For many years, medical research has been conducted on the health benefits of wine, but recent studies on the libation have shed some interesting findings. The general consensus is, yes, wine is good for your health given certain parameters. However, not all wines are created equal when it pertains to their value in elevating health due to the varied natural elements found in the different varieties of wine.
Flavonoids, which are found in a variety of fruits and vegetables, are metabolites that provide health benefits through antioxidant effects. A specific flavonoid, resveratrol, is a key component of red wine that has been shown to improve cardiovascular health. Procyanidins is a class of flavonoids that contain condensed tannins—a natural element that makes wine taste dry. Procyanidins protect against heart disease. The skin of grapes used to make red wine contain large amounts of resveratrol and procyanidins, more so than white wine because red wine is fermented with grape skins longer than white wine.
The University of California, Davis, tested a variety of wines to determine which types have the highest concentrations of flavonoids. Cabernet Sauvignon had the highest flavonoid concentration, followed by Petit Syrah and Pinot Noir. Merlots and red zinfandels did not score as highly as the other red wines. White wine was found to have significantly smaller amounts of flavonoids than red wine varieties. The rule of thumb is the drier the red wine, the higher the flavonoid concentration. Sweeter wines, like white and pink wines, have fewer flavonoids.
Researchers have long known that light to moderate alcohol use, particularly in middle-aged men and women, reduces the risk of atherosclerosis that may lead to coronary heart disease. Atherosclerosis (ath-er-o-skler-O-sis) is a disease in which plaque builds up inside the arteries. The disease can affect any artery in the body, including arteries in the heart, brain, arms, legs, pelvis, and kidneys. This accumulation of plaque in the arteries may lead to heart attack, stroke, or death. Several risk factors may cause atherosclerosis, including a high-fat diet, smoking, sedentary lifestyle, age, and a family history of heart disease.
Moderate consumption, four ounces a day for women and four to eight ounces a day for men, of red wine has been shown in research studies to have the following health benefits:
- Lower risk of heart disease and stroke: A daily dose of red wine provides enough procyanidins and resveratrol to protect against heart disease by reducing low-density lipoproteins (LDL) cholesterol (the “bad” cholesterol), removing chemicals responsible for causing blood clots, and decreasing blood clot-related stroke rates by 50 percent.

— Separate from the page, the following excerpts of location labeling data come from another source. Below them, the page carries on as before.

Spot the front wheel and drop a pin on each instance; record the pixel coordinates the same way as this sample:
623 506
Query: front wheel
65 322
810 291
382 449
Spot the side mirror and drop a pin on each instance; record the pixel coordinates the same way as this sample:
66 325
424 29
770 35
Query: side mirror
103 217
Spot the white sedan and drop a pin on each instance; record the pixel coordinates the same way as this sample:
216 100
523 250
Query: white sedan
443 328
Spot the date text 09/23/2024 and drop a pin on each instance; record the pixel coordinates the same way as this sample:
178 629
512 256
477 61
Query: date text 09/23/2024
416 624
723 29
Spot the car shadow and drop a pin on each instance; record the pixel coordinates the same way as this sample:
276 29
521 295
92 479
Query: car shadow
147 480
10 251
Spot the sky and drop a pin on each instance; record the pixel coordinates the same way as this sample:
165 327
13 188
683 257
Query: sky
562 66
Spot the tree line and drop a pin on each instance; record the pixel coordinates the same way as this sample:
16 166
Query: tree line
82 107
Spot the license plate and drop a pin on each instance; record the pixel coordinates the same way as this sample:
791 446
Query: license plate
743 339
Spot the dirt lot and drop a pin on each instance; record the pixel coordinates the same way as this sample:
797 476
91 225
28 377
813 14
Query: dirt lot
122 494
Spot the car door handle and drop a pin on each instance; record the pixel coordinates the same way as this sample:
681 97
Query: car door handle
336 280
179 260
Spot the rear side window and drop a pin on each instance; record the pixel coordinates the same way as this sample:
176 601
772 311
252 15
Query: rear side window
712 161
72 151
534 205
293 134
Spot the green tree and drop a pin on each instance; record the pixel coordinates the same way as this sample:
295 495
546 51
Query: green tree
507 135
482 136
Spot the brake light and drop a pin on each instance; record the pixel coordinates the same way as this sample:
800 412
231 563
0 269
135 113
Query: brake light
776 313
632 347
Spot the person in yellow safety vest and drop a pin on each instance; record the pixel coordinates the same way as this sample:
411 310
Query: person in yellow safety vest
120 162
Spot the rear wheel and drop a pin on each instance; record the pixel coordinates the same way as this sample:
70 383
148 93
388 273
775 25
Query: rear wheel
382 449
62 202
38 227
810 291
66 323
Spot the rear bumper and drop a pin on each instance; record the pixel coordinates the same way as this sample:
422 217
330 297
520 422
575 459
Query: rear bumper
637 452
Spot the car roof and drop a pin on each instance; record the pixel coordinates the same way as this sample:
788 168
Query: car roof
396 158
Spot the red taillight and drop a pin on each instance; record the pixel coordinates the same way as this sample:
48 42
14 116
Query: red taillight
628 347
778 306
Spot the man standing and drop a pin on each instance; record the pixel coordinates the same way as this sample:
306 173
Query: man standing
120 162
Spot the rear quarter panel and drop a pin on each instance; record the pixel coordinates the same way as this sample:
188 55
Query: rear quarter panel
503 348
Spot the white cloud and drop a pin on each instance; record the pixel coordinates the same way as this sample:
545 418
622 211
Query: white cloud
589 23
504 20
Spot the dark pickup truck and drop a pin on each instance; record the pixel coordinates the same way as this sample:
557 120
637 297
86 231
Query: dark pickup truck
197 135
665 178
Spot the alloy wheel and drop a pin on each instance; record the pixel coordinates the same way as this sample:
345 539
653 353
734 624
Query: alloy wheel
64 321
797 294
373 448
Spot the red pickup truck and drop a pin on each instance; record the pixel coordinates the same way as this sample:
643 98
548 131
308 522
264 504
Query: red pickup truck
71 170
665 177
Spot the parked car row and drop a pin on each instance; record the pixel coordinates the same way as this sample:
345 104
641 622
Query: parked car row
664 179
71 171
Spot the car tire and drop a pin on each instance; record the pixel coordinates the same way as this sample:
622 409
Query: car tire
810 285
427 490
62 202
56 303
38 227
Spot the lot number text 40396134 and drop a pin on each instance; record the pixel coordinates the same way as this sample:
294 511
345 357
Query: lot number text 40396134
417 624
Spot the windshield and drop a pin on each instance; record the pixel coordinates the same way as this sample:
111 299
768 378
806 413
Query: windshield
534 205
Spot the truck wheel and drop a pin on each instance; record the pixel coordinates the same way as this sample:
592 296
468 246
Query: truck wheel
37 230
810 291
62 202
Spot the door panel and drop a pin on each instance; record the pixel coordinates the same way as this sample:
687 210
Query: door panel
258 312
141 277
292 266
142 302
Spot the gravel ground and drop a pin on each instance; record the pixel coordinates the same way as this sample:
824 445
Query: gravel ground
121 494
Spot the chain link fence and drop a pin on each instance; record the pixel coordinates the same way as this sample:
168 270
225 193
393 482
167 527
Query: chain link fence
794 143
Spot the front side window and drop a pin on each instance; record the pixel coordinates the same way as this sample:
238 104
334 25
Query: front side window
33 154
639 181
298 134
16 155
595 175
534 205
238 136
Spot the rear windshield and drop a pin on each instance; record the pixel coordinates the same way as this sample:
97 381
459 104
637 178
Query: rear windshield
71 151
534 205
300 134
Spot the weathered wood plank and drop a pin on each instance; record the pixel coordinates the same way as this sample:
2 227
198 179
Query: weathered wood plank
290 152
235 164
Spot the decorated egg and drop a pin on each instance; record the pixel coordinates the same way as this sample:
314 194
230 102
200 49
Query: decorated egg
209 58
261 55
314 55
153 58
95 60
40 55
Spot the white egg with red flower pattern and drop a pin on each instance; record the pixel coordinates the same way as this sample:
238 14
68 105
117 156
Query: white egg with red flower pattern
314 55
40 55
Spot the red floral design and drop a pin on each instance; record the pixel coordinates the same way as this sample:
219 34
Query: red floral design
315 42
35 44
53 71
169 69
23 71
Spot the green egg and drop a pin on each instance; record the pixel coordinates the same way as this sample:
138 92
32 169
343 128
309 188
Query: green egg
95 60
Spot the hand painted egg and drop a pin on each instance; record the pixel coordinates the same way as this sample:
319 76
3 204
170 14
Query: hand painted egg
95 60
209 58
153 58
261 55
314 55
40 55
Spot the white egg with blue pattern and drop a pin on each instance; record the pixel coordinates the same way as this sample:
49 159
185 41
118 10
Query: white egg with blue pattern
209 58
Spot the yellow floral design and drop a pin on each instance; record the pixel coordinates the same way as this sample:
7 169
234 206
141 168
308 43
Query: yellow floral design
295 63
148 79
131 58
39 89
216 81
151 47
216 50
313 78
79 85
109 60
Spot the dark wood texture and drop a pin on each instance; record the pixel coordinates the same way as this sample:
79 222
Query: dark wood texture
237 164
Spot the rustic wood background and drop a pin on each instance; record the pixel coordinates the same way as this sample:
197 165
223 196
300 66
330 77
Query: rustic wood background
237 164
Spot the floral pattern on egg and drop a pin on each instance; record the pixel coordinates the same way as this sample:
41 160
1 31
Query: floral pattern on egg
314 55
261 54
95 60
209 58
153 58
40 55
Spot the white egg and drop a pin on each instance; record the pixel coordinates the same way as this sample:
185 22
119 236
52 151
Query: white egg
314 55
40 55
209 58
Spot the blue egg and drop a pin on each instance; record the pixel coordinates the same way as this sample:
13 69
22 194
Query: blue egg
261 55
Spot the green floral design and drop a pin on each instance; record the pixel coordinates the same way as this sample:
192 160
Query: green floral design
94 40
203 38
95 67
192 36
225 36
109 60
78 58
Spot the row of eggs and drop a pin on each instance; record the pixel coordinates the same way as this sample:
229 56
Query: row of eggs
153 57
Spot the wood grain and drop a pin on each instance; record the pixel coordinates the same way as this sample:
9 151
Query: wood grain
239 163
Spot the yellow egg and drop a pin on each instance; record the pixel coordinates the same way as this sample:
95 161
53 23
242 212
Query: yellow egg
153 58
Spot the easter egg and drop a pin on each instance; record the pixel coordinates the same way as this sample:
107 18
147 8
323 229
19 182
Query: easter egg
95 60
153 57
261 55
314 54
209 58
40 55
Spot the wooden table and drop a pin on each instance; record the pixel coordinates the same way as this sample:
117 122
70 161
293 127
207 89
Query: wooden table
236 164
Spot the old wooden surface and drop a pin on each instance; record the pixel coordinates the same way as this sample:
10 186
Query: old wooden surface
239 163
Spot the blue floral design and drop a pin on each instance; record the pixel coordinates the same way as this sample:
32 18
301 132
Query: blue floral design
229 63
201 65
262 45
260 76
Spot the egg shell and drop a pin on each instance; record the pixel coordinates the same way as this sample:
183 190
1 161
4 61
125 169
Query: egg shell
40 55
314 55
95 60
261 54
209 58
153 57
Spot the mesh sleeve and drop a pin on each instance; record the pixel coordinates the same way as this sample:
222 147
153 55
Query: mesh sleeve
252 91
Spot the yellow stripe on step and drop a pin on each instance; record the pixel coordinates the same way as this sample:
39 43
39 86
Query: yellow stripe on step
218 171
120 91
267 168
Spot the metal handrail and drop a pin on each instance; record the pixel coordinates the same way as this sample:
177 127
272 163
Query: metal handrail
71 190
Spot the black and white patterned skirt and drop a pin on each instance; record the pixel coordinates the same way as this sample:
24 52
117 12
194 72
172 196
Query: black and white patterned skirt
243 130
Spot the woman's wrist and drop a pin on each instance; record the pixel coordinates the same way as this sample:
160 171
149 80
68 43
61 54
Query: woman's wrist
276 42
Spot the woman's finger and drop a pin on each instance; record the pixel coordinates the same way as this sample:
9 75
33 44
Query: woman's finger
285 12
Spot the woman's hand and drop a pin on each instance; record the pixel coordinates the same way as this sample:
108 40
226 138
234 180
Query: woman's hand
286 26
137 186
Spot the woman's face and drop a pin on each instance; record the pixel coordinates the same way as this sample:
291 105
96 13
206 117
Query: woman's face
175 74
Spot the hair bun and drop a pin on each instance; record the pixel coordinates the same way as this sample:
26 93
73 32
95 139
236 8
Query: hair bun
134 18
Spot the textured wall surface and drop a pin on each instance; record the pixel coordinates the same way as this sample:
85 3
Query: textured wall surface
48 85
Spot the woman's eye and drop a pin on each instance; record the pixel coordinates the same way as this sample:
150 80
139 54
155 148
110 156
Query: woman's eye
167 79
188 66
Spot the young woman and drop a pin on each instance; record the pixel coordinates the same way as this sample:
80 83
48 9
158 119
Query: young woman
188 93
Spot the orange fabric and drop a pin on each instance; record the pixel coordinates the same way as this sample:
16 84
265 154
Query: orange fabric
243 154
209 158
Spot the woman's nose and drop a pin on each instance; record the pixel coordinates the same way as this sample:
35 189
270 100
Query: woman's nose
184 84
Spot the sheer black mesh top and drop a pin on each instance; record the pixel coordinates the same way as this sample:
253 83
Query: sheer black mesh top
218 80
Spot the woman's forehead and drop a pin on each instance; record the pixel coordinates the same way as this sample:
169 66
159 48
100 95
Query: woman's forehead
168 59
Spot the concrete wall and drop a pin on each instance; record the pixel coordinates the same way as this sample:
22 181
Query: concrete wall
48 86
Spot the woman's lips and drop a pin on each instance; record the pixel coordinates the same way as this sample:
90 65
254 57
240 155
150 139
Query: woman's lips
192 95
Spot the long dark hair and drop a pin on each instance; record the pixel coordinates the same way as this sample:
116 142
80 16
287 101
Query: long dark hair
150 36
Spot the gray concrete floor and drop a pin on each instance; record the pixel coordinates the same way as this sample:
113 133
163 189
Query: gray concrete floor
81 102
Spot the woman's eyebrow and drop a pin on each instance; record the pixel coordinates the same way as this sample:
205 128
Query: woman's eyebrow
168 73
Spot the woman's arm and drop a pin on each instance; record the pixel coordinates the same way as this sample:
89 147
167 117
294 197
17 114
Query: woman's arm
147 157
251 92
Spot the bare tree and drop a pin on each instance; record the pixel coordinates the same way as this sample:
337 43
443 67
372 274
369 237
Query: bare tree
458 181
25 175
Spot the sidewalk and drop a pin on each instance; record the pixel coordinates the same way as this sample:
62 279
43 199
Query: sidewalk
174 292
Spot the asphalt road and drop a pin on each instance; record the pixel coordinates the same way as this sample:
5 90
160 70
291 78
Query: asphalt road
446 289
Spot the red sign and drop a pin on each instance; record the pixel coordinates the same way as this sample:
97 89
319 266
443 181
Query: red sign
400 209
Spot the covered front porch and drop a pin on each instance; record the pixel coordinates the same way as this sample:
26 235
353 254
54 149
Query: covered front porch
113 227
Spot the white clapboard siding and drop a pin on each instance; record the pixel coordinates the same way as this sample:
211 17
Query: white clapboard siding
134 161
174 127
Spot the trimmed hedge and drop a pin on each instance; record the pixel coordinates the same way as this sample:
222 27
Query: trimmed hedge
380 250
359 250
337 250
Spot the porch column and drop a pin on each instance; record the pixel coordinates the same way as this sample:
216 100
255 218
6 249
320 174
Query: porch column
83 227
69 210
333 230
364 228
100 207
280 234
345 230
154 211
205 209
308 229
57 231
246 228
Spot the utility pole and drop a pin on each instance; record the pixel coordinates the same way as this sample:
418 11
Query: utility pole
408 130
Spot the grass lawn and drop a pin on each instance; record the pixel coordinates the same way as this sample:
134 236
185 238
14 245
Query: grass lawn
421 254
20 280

- Cancer treatment: Another active antioxidant in red wine known as quercetin fights cancer cells and inhibits tumor growth, particularly in colon cancer, according to the American Cancer Society.
- Protection against neurological diseases: Resveratrol protects against cell damage that causes age-related mental decline as found in Alzheimer’s disease. The flavonoid also aids in the formation of nerve cells that is helpful in the treatment of Parkinson’s and Alzheimer’s diseases.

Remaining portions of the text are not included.